Habitat for Humanity's first 3D-printed house in the U.S. goes to a Virginia family in need
Habitat for Humanity partnered with the 3D-printing company Alquist to deliver a Christmas present to one Virginia family in need, namely the organization's first 3D-printed house. Sporting three bedrooms and two bathrooms, the 1,200 square feet of the house have been created with a special concrete mix that allows 3D-printing of the walls in about 12 hours, down from the four weeks needed for the typical construction of such a home. The house was built for April Stringfield and her 13-year-old son who applied for it via the Habitat Homebuyer Program, after logging the 300 "sweat equity" hours with Habitat required to qualify:
My son and I are so thankful. I always wanted to be a homeowner. It's like a dream come true... I'm excited to make new memories in Williamsburg and especially in a house, a home. Some place I can call home and give my son that backyard that he can play in and also for my puppy to run around the yard.

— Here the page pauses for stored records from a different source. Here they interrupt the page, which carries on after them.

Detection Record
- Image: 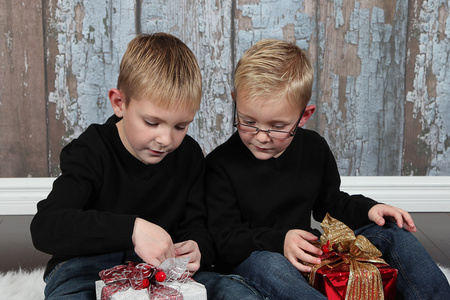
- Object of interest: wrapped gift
[95,258,207,300]
[306,214,397,300]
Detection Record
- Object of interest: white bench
[0,176,450,215]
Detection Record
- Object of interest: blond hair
[234,40,314,109]
[117,33,202,111]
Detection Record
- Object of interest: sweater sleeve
[31,140,136,256]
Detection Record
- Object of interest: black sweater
[31,116,213,274]
[205,128,377,271]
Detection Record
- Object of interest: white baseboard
[0,176,450,215]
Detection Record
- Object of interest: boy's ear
[108,89,125,118]
[298,104,316,127]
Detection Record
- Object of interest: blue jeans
[235,223,450,300]
[44,251,142,300]
[194,272,268,300]
[45,252,265,300]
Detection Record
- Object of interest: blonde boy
[205,40,449,299]
[31,33,213,299]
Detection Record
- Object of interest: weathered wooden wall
[0,0,450,177]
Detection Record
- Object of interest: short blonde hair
[117,33,202,111]
[234,40,314,109]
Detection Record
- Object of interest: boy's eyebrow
[237,111,291,124]
[142,114,194,125]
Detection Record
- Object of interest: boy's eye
[242,120,255,126]
[145,120,159,126]
[175,126,187,131]
[272,124,286,130]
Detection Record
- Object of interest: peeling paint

Alquist says it has built the house with concrete that is better able to survive tornadoes and hurricanes, as well as isolate the home from temperature fluctuations. It has even equipped the house with its own 3D printer on which April Stringfield may reprint accessories like outlets or cabinet knobs, if needed. According to Janet V. Green, CEO of Habitat for Humanity Peninsula and Greater Williamsburg:
Every Habitat affiliate in the nation and worldwide sells home to partner families who have low to moderate incomes. They must have and maintain good credit and be willing to partner with us...
We would love to build more with this technology, especially because it's got that long-term savings for the homeowners.